Saturday 9 June 2012

Iran Interview: Rapper Shahin Najafi on His Music, the "Death Fatwa"...and Kurt Cobain


Last month, Iranian clerics, politicians, and websites declared that rapper Shahin Najafi must be killed for his song "Naqi", in which he used the figure of Shi'a's 10th Imam to criticise Iranian politics and society.

Far from being silenced, Najafi, who lives in exile in Germany, put out another song, "Our Codewords Are 'Dying Upright'" in response. And he has given interviews, including this one to Ari Siletz of Tehran Bureau:

Years before the fatwa calling for your death, you sang a song in memory of Fereydoun Farrokhzad [a popular Iranian singer stabbed to death in 1992] in which you said, "Living in your path is full of troubles, steps on a road that moment by moment is closer to danger. I'm sheep, let me close my eyes. Not into politics, sorry, I'm ashamed to say." Obviously you didn't heed the warning in your own song, and perhaps "sheep" and "ashamed" don't refer to the singer himself. Is there an inner struggle between Shahin Najafi the militant and a Shahin Najafi who wishes he could go through life as sheep?

Quite.
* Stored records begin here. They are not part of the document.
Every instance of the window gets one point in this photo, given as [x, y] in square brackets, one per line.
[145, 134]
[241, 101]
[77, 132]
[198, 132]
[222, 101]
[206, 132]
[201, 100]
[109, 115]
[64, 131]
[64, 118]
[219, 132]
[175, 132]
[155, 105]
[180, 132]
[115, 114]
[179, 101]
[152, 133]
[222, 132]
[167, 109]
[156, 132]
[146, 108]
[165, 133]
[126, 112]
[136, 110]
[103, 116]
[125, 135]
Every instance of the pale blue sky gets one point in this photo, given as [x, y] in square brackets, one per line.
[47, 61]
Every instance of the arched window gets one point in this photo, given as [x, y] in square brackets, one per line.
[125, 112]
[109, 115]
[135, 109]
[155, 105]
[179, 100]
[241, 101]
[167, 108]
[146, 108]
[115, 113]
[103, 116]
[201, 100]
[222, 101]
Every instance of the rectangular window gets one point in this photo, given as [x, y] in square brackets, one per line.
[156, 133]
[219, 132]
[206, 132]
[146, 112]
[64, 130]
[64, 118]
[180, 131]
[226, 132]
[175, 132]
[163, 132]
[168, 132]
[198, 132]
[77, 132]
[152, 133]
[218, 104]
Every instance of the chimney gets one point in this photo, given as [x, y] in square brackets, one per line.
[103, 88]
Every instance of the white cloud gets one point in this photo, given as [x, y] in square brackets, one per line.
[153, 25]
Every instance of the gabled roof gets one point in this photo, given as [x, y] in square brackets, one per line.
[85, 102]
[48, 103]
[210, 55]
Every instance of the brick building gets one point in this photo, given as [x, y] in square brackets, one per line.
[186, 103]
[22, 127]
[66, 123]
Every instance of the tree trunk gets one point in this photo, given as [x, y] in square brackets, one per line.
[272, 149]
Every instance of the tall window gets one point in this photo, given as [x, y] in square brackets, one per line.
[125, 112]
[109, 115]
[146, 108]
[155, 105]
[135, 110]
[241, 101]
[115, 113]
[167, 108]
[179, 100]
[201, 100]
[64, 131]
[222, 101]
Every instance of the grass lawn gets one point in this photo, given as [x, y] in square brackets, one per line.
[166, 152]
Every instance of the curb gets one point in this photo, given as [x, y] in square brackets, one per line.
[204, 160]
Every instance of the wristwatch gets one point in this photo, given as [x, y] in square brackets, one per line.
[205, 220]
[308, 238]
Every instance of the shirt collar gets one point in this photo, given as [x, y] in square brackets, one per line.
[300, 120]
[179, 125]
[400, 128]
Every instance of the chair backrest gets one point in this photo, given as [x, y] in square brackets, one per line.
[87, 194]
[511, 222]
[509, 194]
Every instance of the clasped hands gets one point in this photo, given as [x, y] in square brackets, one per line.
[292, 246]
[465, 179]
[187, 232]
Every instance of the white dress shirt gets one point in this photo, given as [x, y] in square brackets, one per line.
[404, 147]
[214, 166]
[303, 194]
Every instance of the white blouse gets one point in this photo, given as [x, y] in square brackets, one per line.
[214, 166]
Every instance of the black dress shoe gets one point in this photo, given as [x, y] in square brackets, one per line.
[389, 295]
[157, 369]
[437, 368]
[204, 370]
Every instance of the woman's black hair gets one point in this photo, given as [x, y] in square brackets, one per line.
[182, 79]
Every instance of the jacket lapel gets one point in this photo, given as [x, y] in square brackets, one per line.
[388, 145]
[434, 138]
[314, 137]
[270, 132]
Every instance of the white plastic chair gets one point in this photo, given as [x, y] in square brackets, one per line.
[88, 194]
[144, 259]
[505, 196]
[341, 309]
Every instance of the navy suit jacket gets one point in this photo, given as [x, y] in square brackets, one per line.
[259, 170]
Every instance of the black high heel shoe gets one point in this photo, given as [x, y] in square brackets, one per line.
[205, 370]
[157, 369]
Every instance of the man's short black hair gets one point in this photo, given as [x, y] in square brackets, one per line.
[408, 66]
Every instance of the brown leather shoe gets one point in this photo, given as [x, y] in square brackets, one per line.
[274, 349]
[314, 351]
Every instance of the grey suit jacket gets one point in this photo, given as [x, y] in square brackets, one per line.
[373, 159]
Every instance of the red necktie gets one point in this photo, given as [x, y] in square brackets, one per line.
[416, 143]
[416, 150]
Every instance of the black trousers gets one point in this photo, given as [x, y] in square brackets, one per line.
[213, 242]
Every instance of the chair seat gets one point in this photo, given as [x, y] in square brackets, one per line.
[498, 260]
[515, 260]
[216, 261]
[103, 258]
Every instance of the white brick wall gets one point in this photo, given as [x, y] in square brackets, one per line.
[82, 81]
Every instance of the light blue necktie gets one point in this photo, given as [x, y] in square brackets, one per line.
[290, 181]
I believe some people are chosen in a historic way to be trumpets. Generally, their fate is to be shattered and shunned, followed by a self-destruction caused by anguish descending from their mental no-where-lands. I believe humans were not born for thinking; rather, humans are afflicted with thinking. Those who carry on mundane daily lives and who stay in this state are more natural and closer to the instinctive human-animal of my mind. So we should look at being sheeplike in positivist terms. Right or wrong, good or bad is not relevant. It is about being or not being.

Many times I have tried to stop writing poetry and composing songs to rid myself of this illness so that like many others I can fall into a level where life has fewer dangers and headaches. One could read books or even be involved in art, literature, and films, and still not get tangled in complications. I'm like a cancerous tumor that must be choked and destroyed or it will take over the whole body. Being a cancer on history or culture doesn't necessarily take courage, but if I were anything else, the meaning of my existence will come under question and I may be misdiagnosed as appendicitis so that sooner or later they will surgically remove my uselessness. I am no longer the shared pain. I am, myself, pain.

In the midst of your artistic works, you suddenly produced a brief biography of singer Kurt Cobain. The artist in Cobain was tormented by the fame he had achieved to the point where he spat at TV cameras and insulted his audience, to the point of suicide perhaps. What did you suffer in your own life that drew you to Kurt Cobain's story?

It was a project that I did while I was working for a radio station. But it is as though Cobain was me except he lived in the '90s. I used to watch him as a child, when without a care he spat at the whole world, its games, magic tricks, and illusions. I loved his virginity and I had promised myself that I would join him and other friends in the 27 Club as housemates when I turned 27 years old. But that did not happen and I did not want that because I thought my work was not yet done. How can I explain what I suffered? Being an artist in Iran, especially an artist working from this angle, is like running barefoot on sharp nails.

On the one hand, extremist Shiites offended by your song "Naghi" call for your death and on the other hand your harsh criticism of the hypocrisy of expat Iranian reformists, intellectuals, and feminists has made it so they don't think of you as being a team player. Far from home and in the absence of close family, what part of society do you see as your sympathizers and likeminded allies?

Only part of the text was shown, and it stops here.